BELL CANADA’S PRESIDENT and CEO Mirko Bibic (above) posted an explanation of how Bell configures its networks on LinkedIn late Monday night.
The post followed the appearance of Rogers Communications executives at the House of Commons standing committee on industry and technology earlier in the day, during which they explained the cause of Rogers’ nationwide network outage on July 8.
“As more details emerge regarding the root cause of Rogers’ network outage, it’s important for us to outline to Canadians how Bell’s networks are configured differently,” Bibic wrote in his post.
“Bell’s wireless and wireline networks use different network infrastructures so that a major disruption on the wireline network does not take down the national wireless network. By separating our wireless and wireline networks and protecting our core from the Internet, our design enables a high level of network stability,” Bibic explained.
(Rogers CEO Tony Staffieri said yesterday during his testimony before the House of Commons committee, as well as in a letter published Sunday on Rogers’ website, that the telecom plans to physically separate its wireless and Internet networks to create an “always on” network, and thereby “set a higher standard” for network reliability.)
Bibic went on to explain in his LinkedIn post Bell’s national transport network is segmented into multiple geographic zones, which are each connected by at least three separate transport routes.
“This means that if one transport route fails, traffic is automatically routed to one of the other two routes and again to the third in the very unlikely event of a double failure,” he wrote.
“Finally, we use a highly survivable routing information exchange architecture, which separates routing control traffic away from the actual customer traffic. This design is intended to prevent Internet traffic instability from overloading our core network, and therefore avoiding a full network outage.”
Acknowledging “no network is perfect or immune from outages,” Bibic said “network architecture does make a difference.”
Bell has made continual investments in its network to keep Canadians connected, he added.
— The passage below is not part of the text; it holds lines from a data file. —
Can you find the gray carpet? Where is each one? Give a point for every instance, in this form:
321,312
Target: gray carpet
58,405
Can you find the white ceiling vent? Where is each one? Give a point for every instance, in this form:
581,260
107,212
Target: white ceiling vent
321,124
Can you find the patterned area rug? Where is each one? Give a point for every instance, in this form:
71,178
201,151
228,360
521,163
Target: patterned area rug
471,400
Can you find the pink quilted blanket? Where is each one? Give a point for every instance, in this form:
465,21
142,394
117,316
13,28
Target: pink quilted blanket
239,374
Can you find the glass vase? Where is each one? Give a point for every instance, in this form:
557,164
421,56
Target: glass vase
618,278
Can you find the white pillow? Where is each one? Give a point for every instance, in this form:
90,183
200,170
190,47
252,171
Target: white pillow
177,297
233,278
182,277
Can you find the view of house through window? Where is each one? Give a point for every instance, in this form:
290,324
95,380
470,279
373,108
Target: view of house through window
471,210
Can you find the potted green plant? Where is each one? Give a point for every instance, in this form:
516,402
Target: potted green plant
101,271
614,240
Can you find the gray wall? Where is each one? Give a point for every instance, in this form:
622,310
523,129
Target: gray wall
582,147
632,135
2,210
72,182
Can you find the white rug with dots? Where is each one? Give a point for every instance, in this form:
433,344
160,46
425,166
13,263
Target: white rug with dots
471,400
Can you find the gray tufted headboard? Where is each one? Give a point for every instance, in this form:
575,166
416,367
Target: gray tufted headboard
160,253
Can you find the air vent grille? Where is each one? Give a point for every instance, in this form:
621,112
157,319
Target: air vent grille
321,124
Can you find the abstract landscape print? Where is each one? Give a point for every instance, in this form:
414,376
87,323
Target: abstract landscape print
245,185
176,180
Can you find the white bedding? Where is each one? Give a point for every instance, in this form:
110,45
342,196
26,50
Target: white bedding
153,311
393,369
“In early 2020, we initiated a historic capital expenditure initiative in our fibre-to-the-home, 5G wireless and core networks to increase quality, coverage, capacity and resiliency, as well as ongoing expansion into rural and remote communities. By the end of this year, Bell will have invested approximately $14 billion in capital expenditures since 2020 (including planned capital expenditures of approx. $5 billion in 2022 alone),” Bibic said.